The Council’s website is defunct. The last update to the website was made more than a decade ago and the officials listed on the website have since retired. Ever since TANSCHE was formed, the officials have been political appointees, especially the member-secretary and the vice-chairman, though efforts have been made to ensure that the persons had the calibre to hold the post.

With no website providing details of the members in the Council, university professors are concerned about whether the member-secretary and the vice-chairman have even constituted a Council as mandated by the Act, who its members are, and whether they have attended meetings.

Educators say political issues, which are beyond the purview of the officials of the Higher Education Department, forced the former vice-chancellor of Manonmaniam Sundaranar University to step down from the post of vice-chairman at TANSCHE in 2013-14. It was then that the Council began to slide in its functioning.

However, a government document from 2018 showed that despite dwindling trust, the Council managed to maintain its credibility. It met and discussed key issues such as converting constituent colleges into government institutions, sexual harassment cases in colleges, additional intake of students, and developing higher education schemes.
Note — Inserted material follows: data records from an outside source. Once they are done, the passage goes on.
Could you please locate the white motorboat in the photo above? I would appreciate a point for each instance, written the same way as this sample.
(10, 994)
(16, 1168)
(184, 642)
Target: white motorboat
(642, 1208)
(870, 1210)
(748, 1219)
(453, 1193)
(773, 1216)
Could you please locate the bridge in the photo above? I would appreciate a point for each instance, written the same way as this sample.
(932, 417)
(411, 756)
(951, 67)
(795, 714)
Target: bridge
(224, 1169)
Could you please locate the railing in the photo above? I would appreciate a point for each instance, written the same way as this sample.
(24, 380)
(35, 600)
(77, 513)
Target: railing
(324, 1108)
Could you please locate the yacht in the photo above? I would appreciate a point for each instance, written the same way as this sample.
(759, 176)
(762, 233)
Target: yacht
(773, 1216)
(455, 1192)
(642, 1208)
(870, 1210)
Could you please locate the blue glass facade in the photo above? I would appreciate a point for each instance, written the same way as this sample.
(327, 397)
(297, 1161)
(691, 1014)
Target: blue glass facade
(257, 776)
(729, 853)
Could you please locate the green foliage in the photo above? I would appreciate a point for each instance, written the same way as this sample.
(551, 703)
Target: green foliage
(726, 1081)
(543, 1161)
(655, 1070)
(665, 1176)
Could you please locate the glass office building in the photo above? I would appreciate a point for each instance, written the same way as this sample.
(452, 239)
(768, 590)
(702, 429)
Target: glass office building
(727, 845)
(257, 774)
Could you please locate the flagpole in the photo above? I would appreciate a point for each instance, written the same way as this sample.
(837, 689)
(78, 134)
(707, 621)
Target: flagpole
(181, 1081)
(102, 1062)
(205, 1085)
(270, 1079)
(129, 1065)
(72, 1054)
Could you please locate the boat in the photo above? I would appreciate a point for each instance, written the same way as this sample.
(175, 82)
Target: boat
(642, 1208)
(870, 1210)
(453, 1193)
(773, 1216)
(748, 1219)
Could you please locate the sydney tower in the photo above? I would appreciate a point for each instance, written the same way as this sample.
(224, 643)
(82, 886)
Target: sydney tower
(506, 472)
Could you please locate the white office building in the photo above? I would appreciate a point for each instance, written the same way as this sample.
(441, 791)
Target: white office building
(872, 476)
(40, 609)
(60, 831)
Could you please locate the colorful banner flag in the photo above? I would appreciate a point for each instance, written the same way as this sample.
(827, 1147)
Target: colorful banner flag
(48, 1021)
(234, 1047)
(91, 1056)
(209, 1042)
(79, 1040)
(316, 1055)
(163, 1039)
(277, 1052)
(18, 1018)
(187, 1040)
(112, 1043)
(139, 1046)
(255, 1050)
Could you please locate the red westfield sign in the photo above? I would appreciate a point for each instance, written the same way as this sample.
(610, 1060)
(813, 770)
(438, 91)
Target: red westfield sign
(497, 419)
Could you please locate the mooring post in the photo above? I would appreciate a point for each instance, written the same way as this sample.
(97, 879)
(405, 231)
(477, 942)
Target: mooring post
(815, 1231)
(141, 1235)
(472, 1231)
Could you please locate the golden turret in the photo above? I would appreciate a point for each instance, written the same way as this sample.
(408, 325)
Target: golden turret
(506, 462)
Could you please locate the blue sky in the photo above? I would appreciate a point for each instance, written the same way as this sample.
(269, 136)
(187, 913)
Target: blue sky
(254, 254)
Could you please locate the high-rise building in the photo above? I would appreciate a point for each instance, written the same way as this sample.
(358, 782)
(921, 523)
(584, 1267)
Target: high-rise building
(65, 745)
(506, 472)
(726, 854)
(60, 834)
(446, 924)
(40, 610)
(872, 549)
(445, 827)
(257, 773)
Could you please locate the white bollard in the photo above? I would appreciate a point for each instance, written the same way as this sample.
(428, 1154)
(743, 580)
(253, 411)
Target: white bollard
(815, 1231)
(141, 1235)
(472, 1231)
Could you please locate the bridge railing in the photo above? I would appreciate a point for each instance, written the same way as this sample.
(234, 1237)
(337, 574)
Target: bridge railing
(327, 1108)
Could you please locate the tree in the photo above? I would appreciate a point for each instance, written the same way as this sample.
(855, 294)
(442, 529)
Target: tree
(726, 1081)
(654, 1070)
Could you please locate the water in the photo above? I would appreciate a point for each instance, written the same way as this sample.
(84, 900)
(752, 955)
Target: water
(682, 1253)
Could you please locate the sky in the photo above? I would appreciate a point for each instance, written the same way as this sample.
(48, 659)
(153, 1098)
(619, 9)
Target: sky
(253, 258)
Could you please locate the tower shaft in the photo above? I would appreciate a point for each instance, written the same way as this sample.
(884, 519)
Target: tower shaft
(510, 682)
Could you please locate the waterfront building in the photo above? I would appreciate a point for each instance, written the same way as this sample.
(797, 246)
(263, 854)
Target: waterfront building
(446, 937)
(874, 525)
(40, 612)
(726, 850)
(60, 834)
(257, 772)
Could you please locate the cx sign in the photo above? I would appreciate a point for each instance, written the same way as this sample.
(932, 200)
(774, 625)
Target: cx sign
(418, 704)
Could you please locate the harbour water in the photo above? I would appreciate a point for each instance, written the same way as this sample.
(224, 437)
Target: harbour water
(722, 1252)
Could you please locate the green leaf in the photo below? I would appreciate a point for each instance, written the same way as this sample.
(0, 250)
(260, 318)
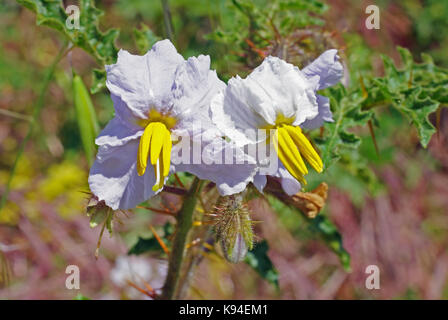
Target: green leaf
(330, 234)
(144, 38)
(259, 260)
(146, 245)
(86, 117)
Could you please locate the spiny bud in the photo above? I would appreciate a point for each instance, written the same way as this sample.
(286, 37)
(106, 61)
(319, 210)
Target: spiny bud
(233, 227)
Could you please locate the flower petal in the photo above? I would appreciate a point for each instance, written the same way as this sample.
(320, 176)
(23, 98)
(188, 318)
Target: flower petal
(326, 69)
(275, 88)
(260, 181)
(114, 179)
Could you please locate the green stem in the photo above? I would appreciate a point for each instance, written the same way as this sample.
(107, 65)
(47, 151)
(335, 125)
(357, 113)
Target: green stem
(167, 19)
(37, 108)
(184, 224)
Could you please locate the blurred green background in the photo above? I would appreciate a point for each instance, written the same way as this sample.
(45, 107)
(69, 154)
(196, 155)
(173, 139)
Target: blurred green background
(401, 225)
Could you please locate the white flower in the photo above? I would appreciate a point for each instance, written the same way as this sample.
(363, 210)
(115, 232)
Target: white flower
(279, 96)
(157, 97)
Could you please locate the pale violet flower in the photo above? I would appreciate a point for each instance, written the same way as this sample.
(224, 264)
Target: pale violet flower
(277, 95)
(157, 98)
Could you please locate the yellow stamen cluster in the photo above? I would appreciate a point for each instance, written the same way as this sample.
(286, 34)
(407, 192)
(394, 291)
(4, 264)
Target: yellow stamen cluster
(156, 144)
(291, 144)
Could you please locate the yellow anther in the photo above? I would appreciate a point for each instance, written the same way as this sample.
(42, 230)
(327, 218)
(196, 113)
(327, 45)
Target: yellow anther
(305, 148)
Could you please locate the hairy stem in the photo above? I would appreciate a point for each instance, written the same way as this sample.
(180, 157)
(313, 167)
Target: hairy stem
(37, 108)
(184, 224)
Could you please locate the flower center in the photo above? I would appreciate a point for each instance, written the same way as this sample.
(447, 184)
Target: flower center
(155, 143)
(291, 144)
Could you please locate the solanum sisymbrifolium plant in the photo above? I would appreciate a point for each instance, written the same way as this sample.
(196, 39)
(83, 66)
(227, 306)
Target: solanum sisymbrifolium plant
(159, 97)
(284, 110)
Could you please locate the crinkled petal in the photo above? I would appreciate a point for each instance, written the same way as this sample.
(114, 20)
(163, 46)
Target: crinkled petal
(324, 115)
(144, 81)
(193, 89)
(114, 179)
(260, 181)
(326, 69)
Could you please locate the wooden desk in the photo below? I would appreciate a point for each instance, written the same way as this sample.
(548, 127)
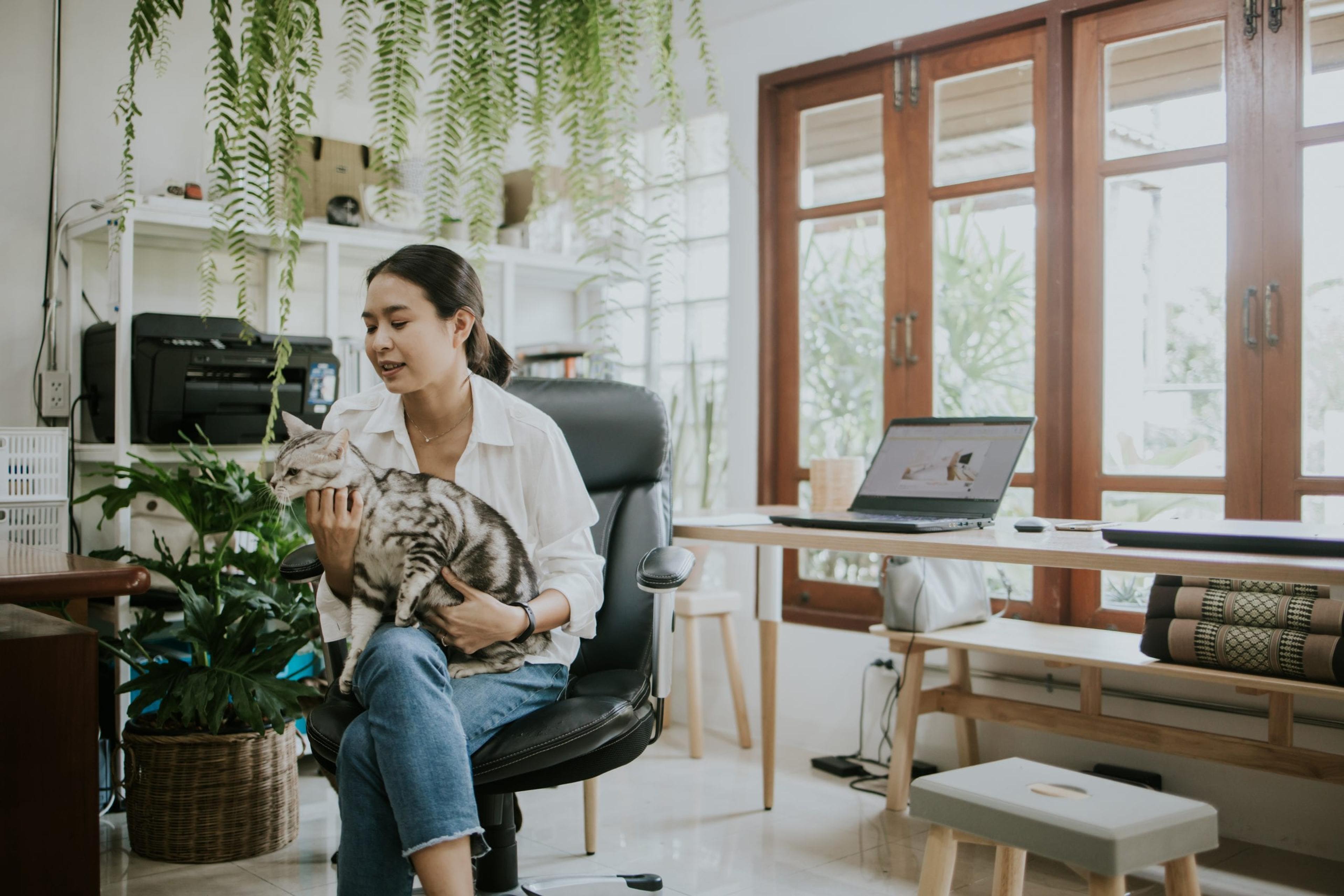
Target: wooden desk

The excuse that for three years the Council could not function owing to the COVID-19 pandemic is unviable as the policy notes of 2021-22 and 2022-23 offer a detailed view of the work it had undertaken despite the pandemic. The latest 2023-24 policy note, however, has devoted just one page to the activities of the Council. This, when TANSCHE had announced that it proposed to develop the “uniform syllabus” last year. The project mandates that the officials seek consensus from vice-chancellors and senior faculty from the universities under its purview. But professors point out that most teachers engaged to frame the syllabus were from Chennai. They say hardly any information was shared about the faculty invited to participate in the exercise. The opposition to the “uniform syllabus” did not come just from senior faculty but from vice-chancellors of universities as well, an indication that the council members had little understanding of their own roles.

Each year the Council receives an annual grant of ₹25 crore for research by college faculty. Another ₹50,000 is granted to students who show potential for research. But the annual policy document of the department for 2023-24 provides few details of the work done by the council in the past year. According to the document, the Council gave ₹25 lakh to the Directorate of Technical Education to prepare curriculum for polytechnic colleges. The document further states that it conducted a two-day workshop on ‘Recent Trends in Research’.

The absence of a citizen’s charter, given that it is a public body and is being funded from the taxpayer’s money, is further fuelling suspicion that the Council has lost its relevance because of political intervention. It is now incumbent on the government to assuage the concerns of the faculty in higher education institutions in Tamil Nadu by increasing transparency and accountability of TANSCHE.